A new face with a toothy grin now greets patrons of Notre Dame’s Eck Visitor’s Center. A replica of the skull of “Peck’s Rex,” the Tyranosaurus rex fossil discovered in 1997 by a crew led by Notre Dame paleontologist J. Keith Rigby, Jr., went on display at the University in May. The 66-million-year-old Tyrannosaurus fossil, which derives its name from its discovery site near Fort Peck, Montana, made the national news when a ranch family claimed ownership and attempted to dig it up before Rigby’s crew could excavate it. Subsequently, legal authorities established that the family did not have title to the land and forced them to return the skull and other bones to Rigby. Recently, we had a brief chat with Notre Dame’s dinosaur hunter.
NDM: Just how significant is Peck’s Rex?
Rigby: There are approximately 25 known specimens of Tyrannosaurus rex in the world. Of that number, five or six are reasonably complete skeletons, 80 percent or more whole. This specimen would be in that elite group. We have found some pieces that are rarely found. We probably have the world’s only complete hand for a T. rex, including the very small third finger which is about the same size as your small finger. We also have the breastbone, akin to the wishbone in a turkey, which is the critical feature linking the dinosaur to birds.

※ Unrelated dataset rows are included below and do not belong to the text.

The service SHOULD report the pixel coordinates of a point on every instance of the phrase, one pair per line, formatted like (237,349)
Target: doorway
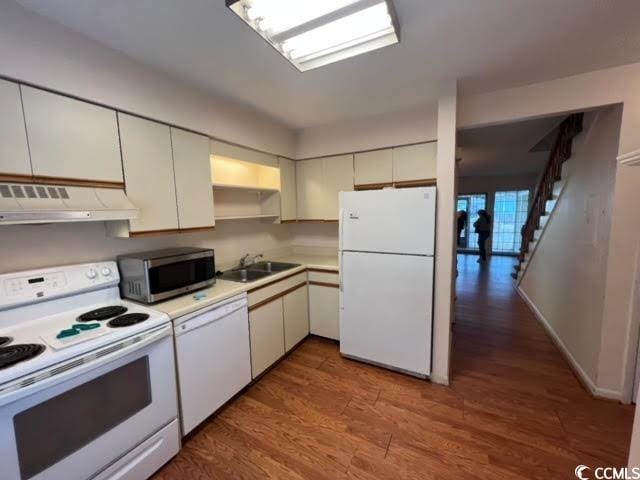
(470,203)
(510,209)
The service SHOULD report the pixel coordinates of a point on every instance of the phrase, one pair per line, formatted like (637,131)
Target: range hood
(36,203)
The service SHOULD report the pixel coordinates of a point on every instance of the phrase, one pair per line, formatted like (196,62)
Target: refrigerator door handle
(340,283)
(340,226)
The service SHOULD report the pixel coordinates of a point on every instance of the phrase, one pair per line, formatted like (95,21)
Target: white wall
(620,85)
(36,246)
(567,275)
(377,131)
(34,49)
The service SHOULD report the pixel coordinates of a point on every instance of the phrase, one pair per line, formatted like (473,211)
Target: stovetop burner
(128,320)
(102,313)
(17,353)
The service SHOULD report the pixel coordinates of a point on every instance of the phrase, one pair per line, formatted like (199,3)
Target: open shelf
(244,187)
(244,217)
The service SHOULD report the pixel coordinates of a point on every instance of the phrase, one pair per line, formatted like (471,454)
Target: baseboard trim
(578,371)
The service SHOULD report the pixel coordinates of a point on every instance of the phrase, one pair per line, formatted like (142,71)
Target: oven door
(77,419)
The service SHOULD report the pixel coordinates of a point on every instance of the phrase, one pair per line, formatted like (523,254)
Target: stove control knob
(91,273)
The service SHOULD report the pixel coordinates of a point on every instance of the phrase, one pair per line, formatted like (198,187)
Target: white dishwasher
(213,358)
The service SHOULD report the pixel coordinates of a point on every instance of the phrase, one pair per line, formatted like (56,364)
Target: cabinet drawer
(262,293)
(323,277)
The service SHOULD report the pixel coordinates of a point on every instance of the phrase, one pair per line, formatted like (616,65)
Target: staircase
(547,191)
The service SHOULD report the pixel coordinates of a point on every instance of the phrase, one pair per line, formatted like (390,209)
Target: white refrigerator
(386,277)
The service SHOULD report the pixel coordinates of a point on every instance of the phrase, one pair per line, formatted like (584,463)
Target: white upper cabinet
(71,139)
(319,180)
(193,179)
(14,152)
(415,162)
(337,173)
(288,194)
(310,188)
(149,177)
(374,167)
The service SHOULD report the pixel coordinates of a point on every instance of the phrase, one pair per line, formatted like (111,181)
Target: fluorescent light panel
(313,33)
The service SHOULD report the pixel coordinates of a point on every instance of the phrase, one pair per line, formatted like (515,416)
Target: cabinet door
(14,152)
(324,307)
(148,172)
(337,175)
(310,188)
(296,316)
(192,167)
(373,167)
(71,139)
(288,202)
(267,336)
(415,162)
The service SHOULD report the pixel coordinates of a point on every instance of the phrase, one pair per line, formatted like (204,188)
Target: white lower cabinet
(324,307)
(296,316)
(267,335)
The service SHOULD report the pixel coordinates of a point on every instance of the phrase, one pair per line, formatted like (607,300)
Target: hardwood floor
(514,410)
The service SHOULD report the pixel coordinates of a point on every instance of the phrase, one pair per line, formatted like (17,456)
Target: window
(470,203)
(509,214)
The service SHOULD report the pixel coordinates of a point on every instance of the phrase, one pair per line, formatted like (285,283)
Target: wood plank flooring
(514,410)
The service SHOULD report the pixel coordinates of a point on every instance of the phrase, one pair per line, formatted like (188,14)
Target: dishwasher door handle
(210,317)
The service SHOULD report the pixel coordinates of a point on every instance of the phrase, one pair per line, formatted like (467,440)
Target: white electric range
(87,380)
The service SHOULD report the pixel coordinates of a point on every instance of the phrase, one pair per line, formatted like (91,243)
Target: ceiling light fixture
(313,33)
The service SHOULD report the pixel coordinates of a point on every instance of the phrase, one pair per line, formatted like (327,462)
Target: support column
(445,237)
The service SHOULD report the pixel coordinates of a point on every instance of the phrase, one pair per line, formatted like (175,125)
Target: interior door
(389,221)
(386,309)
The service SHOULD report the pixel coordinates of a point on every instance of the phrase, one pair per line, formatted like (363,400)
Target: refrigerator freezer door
(389,221)
(386,310)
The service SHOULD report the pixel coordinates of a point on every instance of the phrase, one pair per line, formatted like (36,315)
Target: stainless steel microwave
(161,274)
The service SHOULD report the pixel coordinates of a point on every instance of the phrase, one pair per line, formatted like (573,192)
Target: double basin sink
(256,271)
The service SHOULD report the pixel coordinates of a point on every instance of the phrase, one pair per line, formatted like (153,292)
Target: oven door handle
(74,367)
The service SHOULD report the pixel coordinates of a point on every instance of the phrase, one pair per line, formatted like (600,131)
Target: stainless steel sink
(256,271)
(273,267)
(244,275)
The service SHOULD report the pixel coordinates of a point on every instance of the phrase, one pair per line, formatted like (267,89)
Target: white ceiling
(487,44)
(504,149)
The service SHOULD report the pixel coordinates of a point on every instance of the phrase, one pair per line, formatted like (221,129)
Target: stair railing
(560,153)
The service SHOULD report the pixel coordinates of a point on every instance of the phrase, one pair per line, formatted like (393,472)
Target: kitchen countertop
(223,289)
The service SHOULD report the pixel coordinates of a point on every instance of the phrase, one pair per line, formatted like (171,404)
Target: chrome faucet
(245,262)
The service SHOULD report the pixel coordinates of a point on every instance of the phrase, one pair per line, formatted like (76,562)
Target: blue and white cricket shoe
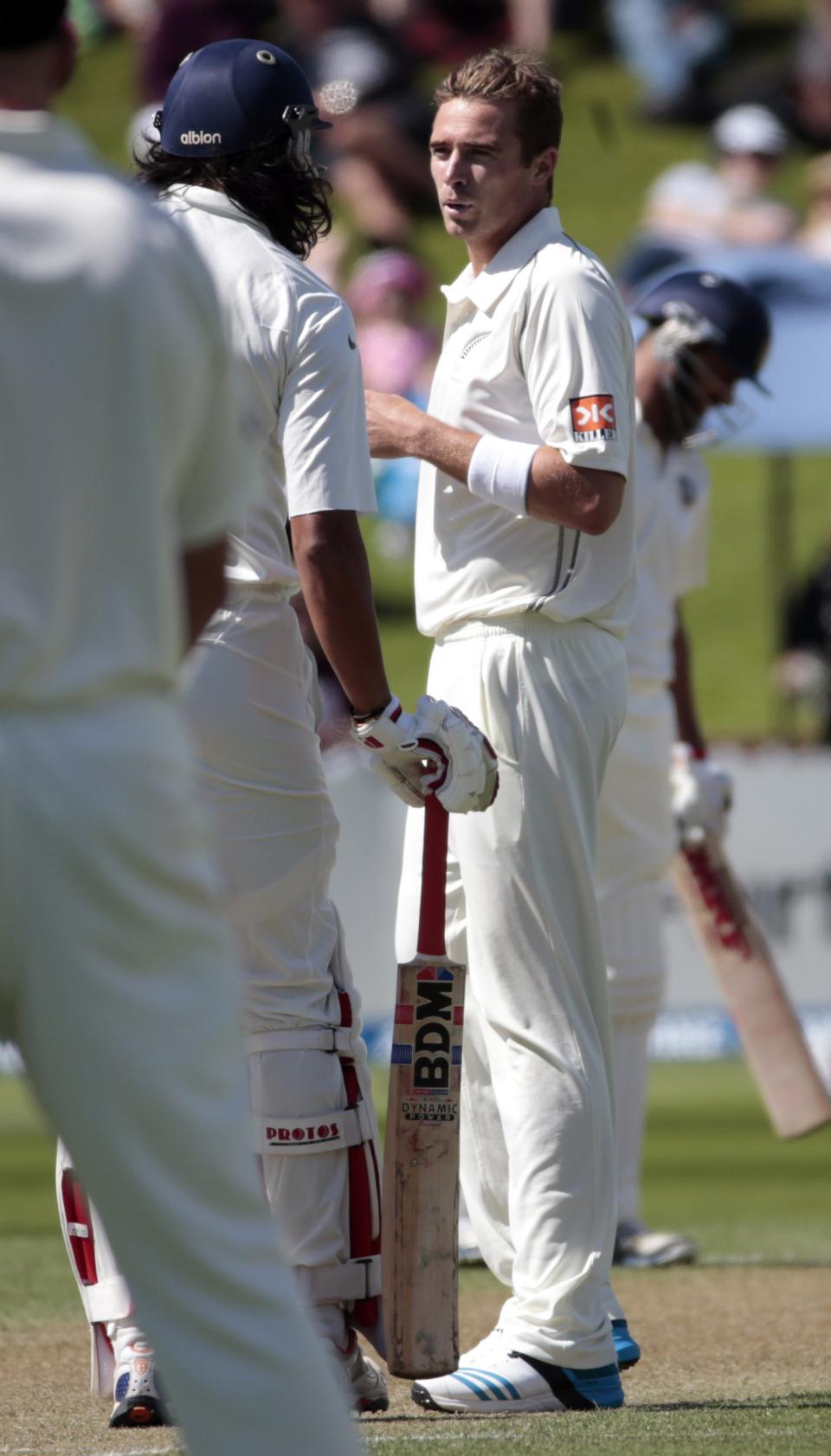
(628,1347)
(493,1379)
(641,1248)
(138,1398)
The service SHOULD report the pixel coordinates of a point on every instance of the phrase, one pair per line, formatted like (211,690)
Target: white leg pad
(101,1286)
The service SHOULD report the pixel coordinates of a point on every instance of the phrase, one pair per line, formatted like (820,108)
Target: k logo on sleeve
(594,417)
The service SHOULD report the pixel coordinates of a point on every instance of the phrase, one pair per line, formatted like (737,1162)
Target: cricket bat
(779,1059)
(422,1145)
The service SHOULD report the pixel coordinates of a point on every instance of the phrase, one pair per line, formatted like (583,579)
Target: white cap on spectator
(750,128)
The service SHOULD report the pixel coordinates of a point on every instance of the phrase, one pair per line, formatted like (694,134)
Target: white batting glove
(462,765)
(471,780)
(701,795)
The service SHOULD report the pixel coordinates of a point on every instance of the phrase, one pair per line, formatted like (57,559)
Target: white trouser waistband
(346,1042)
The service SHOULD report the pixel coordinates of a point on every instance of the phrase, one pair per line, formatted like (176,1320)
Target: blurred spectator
(366,78)
(803,670)
(694,204)
(332,705)
(396,351)
(97,18)
(815,232)
(668,44)
(811,85)
(447,31)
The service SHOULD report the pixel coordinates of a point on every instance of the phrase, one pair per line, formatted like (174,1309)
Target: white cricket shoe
(366,1387)
(493,1379)
(136,1391)
(639,1248)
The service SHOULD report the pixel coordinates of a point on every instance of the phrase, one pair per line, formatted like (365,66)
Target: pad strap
(319,1133)
(340,1283)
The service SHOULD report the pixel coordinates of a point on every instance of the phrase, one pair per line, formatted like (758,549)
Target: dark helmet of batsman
(236,96)
(31,22)
(713,311)
(703,325)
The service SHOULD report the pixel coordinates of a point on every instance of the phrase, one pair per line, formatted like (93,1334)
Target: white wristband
(499,472)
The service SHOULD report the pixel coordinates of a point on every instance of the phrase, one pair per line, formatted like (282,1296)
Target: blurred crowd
(756,98)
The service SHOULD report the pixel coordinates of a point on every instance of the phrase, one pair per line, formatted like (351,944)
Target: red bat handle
(434,880)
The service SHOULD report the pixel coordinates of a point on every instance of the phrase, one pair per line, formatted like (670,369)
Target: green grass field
(737,1350)
(607,164)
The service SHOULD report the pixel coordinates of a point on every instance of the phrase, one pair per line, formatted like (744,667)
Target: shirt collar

NDM: Were you surprised by anything when you began analyzing the fossil?
Rigby: T. rex is supposed to be the top dog of the dinosaur world, “Mr. and Mrs. Tough,” that’s the popular image. But it might not have been the case. One of the intriguing things we’ve found is that Peck’s Rex has bite marks all over its skull. It fought. We see evidence of wounds and cysts. There are signs of arthritis in the jaw bones. It may even have had a serious case of bone cancer. The overall impression is of a creature not in good health. This is causing us to look at all the other dinosaur specimens more closely. In fact, “Sue,” the famous T. rex in Chicago’s Field Museum, has broken bones and bite marks. T. rex did not have a white-collar lifestyle. It lived in a tough neighborhood and survived by tooth and claw.
NDM: Finding Peck’s Rex must be a high point in your career.
Rigby: There’s a piece of me that hopes we never find another one. This has been very difficult. We’ve been assembling and preparing it for display for over five years and we’ve just now gotten to the point that we can begin to study it and publish our findings. The problem is you can’t analyze something sitting in a block of rock. This particular fossil was so difficult because the sediments surrounding the bones hardened shortly after the skeleton’s burial. Consequently, the bones never had any mineral content added to them. That means the surrounding rock is much harder than the bones, so recovering the fossil was like taking concrete off of marshmallows. We use these miniature jack hammers, about the size of a pencil, trying to knock off the rock and do minimal damage to the bone. After the bones are cleaned, molds are made and from these we make casts of the bones. It’s the casts that are assembled and put on display. The fossils themselves, which have an estimated value of $16 million, are kept in a vault at the Fort Peck Interpretive Center in Montana and are available only to researchers.
NDM: Are you on the trail of any other dinosaurs?
Rigby: This summer, from the same hill where we discovered Peck’s Rex, we recovered a triceratops, the plant-eating dinosaur that looks a little like a rhinoceros. We also excavated a hadrosaur, a duck-billed plant eater, and another human-sized dinosaur. Those were our three primary targets this year. We have leads on half a dozen other things as well. Besides dinosaurs we even have a fossilized stump of a bald cypress tree that is 17½ feet in diameter at the base and 8 feet tall.